Est-ce que vous dites pour de bon ? Sais-tu, mon cher ami, comment elle s’appelle cette mentalité ? Quel est le nom qu’on doit donner à cette attitude de n’écouter que vous-mêmes, qu’une seule voix ? Ce manque de soin, ce manque d’écoute pour les autres, parce que vous connaissez bien leurs lubies et finalement celles-ci ne peuvent ni ne doivent plus vous intéresser ? Cette épouvantable fermeture, sais-tu, mon ami, quel nom elle porte ? Dans l’un de ses écrits, la lettre à Coen, Manzoni définit et condamne magnifiquement cette mentalité. Cherche ces mots, lis-les ! Sauf si vous classez Manzoni aussi parmi les bons à rien et les dépassés qu’il vaut mieux ne pas approfondir, ne pas lire. Tandis qu’au contraire, si vous le lisiez à fond, il est bien possible que cela suffise à vous montrer l’absurdité et la partialité de votre concret. Cela pourrait vous défigurer.

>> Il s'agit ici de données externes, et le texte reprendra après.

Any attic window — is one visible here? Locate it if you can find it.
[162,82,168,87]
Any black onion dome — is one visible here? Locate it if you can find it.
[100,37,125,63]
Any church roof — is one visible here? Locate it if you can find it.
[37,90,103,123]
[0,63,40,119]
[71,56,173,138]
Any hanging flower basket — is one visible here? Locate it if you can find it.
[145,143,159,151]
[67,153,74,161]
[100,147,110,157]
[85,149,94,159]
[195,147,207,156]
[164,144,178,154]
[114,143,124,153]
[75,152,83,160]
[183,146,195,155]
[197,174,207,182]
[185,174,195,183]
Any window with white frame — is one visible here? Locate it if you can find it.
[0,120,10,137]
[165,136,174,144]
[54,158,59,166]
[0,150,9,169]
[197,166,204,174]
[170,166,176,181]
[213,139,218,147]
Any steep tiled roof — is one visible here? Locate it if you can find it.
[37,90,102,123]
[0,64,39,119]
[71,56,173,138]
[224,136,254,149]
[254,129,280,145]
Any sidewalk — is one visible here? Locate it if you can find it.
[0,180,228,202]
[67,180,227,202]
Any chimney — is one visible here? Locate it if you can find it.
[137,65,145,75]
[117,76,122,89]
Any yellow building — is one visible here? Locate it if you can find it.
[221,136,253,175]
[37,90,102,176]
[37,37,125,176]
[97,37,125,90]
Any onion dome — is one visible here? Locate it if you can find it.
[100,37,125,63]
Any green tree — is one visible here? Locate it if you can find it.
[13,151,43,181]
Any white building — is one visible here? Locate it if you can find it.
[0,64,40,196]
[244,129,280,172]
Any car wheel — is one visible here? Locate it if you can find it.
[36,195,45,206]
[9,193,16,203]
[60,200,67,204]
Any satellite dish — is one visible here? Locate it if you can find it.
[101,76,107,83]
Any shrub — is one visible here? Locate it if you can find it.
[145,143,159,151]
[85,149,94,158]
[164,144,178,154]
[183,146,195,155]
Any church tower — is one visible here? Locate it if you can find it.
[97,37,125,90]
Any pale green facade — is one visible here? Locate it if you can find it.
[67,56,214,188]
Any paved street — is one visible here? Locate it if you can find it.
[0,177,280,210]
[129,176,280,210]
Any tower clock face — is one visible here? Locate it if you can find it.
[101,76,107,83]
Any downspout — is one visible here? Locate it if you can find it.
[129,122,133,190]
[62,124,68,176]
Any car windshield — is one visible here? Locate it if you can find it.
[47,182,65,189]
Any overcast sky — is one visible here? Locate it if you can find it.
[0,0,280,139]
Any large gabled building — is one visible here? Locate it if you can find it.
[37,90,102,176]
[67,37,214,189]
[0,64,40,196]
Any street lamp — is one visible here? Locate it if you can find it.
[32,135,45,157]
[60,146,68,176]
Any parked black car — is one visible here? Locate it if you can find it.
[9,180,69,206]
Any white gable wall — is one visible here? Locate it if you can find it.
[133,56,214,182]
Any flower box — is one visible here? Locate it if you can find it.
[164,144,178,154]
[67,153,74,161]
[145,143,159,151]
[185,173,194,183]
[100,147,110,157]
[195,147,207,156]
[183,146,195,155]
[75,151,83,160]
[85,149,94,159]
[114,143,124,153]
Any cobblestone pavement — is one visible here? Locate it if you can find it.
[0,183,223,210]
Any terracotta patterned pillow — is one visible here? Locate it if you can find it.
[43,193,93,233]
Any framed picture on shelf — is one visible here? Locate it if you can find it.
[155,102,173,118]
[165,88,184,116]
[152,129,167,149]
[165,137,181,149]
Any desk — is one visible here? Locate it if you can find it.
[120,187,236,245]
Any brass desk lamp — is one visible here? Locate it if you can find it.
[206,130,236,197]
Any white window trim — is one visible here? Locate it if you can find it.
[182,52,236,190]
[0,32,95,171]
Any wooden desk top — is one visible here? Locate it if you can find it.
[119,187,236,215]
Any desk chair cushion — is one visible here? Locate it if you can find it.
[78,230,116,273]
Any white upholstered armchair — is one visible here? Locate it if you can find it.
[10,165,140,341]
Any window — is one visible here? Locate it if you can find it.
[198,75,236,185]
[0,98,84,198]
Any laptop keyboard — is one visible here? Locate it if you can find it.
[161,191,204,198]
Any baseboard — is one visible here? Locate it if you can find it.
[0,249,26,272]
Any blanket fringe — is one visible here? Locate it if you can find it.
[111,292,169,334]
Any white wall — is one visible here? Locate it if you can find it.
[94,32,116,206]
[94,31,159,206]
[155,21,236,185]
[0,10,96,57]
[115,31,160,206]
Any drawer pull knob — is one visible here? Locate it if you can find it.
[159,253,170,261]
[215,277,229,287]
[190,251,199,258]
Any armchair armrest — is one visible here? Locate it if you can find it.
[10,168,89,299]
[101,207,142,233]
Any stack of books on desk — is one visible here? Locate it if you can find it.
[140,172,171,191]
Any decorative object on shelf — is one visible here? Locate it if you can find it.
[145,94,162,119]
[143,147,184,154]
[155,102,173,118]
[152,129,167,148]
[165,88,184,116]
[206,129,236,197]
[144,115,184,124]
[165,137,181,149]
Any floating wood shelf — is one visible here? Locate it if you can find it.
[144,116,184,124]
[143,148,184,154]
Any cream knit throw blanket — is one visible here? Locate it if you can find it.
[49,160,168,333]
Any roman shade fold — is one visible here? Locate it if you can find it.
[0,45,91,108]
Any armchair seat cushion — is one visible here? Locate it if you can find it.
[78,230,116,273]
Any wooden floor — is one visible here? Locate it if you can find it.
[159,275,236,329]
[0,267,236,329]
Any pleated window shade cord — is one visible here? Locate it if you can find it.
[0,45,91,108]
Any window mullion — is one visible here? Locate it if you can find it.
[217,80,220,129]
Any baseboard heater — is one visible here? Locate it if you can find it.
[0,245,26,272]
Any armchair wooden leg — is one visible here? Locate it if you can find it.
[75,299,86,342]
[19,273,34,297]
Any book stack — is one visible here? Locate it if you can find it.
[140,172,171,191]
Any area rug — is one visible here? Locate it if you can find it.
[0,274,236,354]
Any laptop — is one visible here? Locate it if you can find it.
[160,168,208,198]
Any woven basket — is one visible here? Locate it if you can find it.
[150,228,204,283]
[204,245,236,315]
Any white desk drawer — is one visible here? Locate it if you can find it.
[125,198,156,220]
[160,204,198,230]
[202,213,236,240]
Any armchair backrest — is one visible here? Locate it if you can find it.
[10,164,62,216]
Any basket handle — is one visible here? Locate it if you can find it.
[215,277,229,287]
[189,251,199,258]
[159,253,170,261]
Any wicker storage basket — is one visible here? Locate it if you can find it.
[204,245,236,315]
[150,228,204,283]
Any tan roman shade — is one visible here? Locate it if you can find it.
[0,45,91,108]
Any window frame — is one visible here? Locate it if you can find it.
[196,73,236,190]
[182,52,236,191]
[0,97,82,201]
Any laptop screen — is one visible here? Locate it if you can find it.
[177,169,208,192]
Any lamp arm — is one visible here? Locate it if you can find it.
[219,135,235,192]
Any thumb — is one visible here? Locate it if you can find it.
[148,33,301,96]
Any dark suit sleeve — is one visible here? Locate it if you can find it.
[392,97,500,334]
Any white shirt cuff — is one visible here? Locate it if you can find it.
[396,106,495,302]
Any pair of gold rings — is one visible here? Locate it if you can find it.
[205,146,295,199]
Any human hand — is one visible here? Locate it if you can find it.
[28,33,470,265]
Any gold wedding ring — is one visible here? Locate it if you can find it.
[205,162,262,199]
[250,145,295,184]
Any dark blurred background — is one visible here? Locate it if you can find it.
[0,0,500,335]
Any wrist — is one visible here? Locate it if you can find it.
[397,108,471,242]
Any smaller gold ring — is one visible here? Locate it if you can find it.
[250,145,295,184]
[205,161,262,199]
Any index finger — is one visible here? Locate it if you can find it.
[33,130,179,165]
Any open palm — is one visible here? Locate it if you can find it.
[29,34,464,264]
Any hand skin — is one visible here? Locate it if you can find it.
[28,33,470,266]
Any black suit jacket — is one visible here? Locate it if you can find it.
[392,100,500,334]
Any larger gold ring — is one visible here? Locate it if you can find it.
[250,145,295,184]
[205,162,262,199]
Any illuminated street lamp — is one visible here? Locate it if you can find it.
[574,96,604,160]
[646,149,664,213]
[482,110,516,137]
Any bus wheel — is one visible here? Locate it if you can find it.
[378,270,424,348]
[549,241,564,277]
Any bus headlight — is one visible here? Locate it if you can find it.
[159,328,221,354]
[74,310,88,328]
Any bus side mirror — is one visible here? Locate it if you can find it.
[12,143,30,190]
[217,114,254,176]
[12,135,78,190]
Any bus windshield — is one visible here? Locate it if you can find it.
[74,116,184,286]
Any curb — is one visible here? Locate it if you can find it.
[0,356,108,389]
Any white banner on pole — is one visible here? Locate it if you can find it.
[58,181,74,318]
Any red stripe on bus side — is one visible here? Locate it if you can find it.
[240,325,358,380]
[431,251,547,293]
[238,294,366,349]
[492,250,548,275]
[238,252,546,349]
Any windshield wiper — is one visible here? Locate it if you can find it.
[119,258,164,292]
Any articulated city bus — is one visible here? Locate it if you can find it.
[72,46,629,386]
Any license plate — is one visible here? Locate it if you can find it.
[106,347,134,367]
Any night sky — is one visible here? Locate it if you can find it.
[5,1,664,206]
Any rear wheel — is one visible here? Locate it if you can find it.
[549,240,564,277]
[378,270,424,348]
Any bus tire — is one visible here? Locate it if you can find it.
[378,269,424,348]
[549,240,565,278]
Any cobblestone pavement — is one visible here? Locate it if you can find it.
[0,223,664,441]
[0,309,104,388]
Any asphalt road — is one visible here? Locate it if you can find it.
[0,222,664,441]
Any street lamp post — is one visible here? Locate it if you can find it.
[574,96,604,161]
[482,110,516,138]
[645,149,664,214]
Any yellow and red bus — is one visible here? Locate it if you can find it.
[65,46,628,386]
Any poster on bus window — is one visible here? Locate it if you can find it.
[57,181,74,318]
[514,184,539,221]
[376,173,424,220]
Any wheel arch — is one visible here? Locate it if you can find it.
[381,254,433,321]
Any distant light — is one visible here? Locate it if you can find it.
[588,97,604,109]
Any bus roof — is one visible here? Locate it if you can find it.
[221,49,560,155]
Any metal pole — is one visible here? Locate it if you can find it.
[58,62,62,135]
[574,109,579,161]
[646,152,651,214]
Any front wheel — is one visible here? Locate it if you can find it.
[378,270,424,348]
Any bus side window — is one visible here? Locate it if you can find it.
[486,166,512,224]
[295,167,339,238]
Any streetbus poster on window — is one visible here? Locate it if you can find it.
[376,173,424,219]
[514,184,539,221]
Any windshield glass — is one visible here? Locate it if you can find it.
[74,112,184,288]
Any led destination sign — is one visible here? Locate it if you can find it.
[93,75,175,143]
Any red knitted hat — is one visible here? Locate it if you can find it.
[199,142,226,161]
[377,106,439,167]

Au contraire, moi — libéral — je vous lis, je vous écoute. Parfois, je dois vaincre une certaine répugnance, mais chaque jour je lis l’Unità, et souvent Vie Nuove, Società, tous les mois Rinascita. Et, je dois le dire, combien de choses ai-je apprises de vous ! Sans vous et, disons-le bien, sans votre pression, je ne ressentirais pas la nécessité de la « justice »; je ne souffrirais pas, comme j’en souffre, de la gravité insoutenable de certaines différences, de la monstruosité de certaines injustices.

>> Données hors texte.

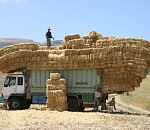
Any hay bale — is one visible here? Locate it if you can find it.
[50,73,61,80]
[89,31,102,39]
[46,90,67,111]
[64,34,81,42]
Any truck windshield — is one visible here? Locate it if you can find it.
[4,77,16,87]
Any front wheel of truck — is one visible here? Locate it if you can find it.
[68,98,79,111]
[8,98,22,110]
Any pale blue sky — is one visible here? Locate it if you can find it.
[0,0,150,42]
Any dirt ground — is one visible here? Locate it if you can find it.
[0,74,150,130]
[0,105,150,130]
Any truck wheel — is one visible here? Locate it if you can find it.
[68,98,79,111]
[8,98,22,110]
[22,101,31,110]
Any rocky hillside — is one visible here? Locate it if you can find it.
[0,38,33,48]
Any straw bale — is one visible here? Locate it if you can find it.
[89,31,102,39]
[46,90,67,111]
[50,73,60,80]
[64,34,81,42]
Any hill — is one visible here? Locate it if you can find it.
[0,38,33,48]
[119,75,150,111]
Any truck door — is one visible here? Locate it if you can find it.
[2,76,17,99]
[17,77,24,93]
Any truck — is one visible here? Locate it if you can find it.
[2,68,108,111]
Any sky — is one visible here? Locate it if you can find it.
[0,0,150,42]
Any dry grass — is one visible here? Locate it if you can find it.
[0,109,150,130]
[120,75,150,111]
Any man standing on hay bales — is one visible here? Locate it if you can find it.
[45,28,54,48]
[94,88,102,112]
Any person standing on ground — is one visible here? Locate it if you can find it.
[94,88,102,111]
[45,28,54,48]
[106,97,116,113]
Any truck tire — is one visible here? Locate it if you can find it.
[68,98,79,111]
[22,101,31,110]
[8,98,22,110]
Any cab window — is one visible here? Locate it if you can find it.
[9,77,16,85]
[18,77,23,85]
[4,77,16,87]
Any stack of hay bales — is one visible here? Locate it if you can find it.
[0,31,150,93]
[41,73,67,112]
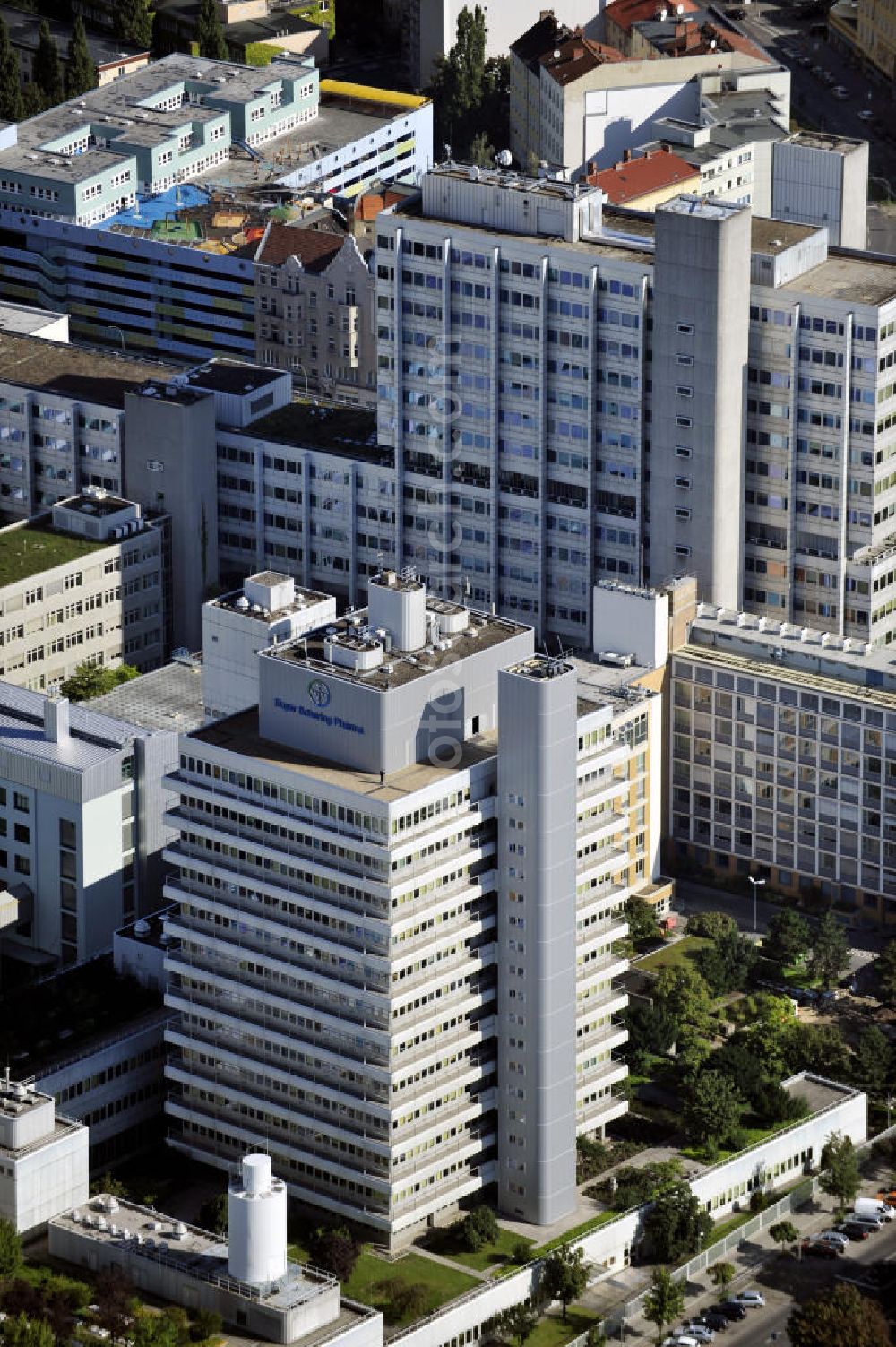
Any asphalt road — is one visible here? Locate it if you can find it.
[738,0,896,201]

Ce que tu dis (tu quoque), cher ami, c’est une chose, crois-moi, spectaculaire, épouvantable, et exemplaire. Voilà pourquoi je garde ta lettre ; et, une fois ou l’autre, pour son caractère de paradigme, je la commenterai. Mais, pour la commenter, il ne me suffira pas d’un article ni d’un essai. Il me faudra un volume. D’ailleurs, tout ce que j’écris, quand j’écris, est désormais consacré au commentaire de cette mentalité excessive, monoculaire, partielle, qui d’une petite vérité fait, tout simplement, le tout, et court tout de suite aux extrêmes. Il s’agit d’une mentalité pour laquelle plus rien n’existe au milieu, que vous avez choisie, que vous avez imposée à vous-mêmes. Une mentalité que tu adoptes, parmi les autres, et avec toi beaucoup d’hommes d’intelligence et de culture, tant de jeunes parmi les meilleurs que j’ai connus (les extrêmes, on le voit bien, possèdent en eux un terrible attrait). Et chaque fois que je commente cette mentalité, je ne peux pas éviter désormais d’en faire sentir toute l’erreur et toute l’horreur que j’y vois. C’est la même chose qui m’arrivait pendant le fascisme où tout ce que j’essayais sérieusement de dire et écrire — versus erat — c’était forcément antifasciste ; ainsi m’arrive à présent avec vous. Et il arrive à vous aussi, je vois, de parler de politique, d’art, de philosophie. Et pardonne-moi si j’ai dit ce que j’ai dit, si j’ai fait cette confrontation. Excuse-moi, mais c’est ainsi. Et je sais bien quelle différence y a-t-il entre le fascisme et votre « -isme » : le vôtre c’est une chose tragique, mais sérieuse, ayant en tout cas le but de faire une justice ; tandis que celui-là n’était qu’une tragique mascarade. Je vois maintenant que même mon Sophiste (le sophiste de Platon) est consacré au combat de cette mentalité. Il s’agit d’un texte contenant un passage pour lequel je me suis adressé à toi, à ta compétence, un texte dont j’ai longuement discuté avec toi. Et bien, ce texte combat certaines démesures, certains excès et des manques d’humanité. C’est une lutte que dans le Sophiste (auquel — ce n’est pas une boutade — j’ai travaillé pendant à peu près dix ans) je combats avec le Maître, avec Platon. Même si, contre le vieil ami Platon, me découvrant surtout ami, il faut le dire, de la vérité, je me suis vu obligé à combattre le dogmatisme, le naturalisme. Des choses plaisantes et intéressantes, tu verras que tu aimeras aussi, du moins à certains égards.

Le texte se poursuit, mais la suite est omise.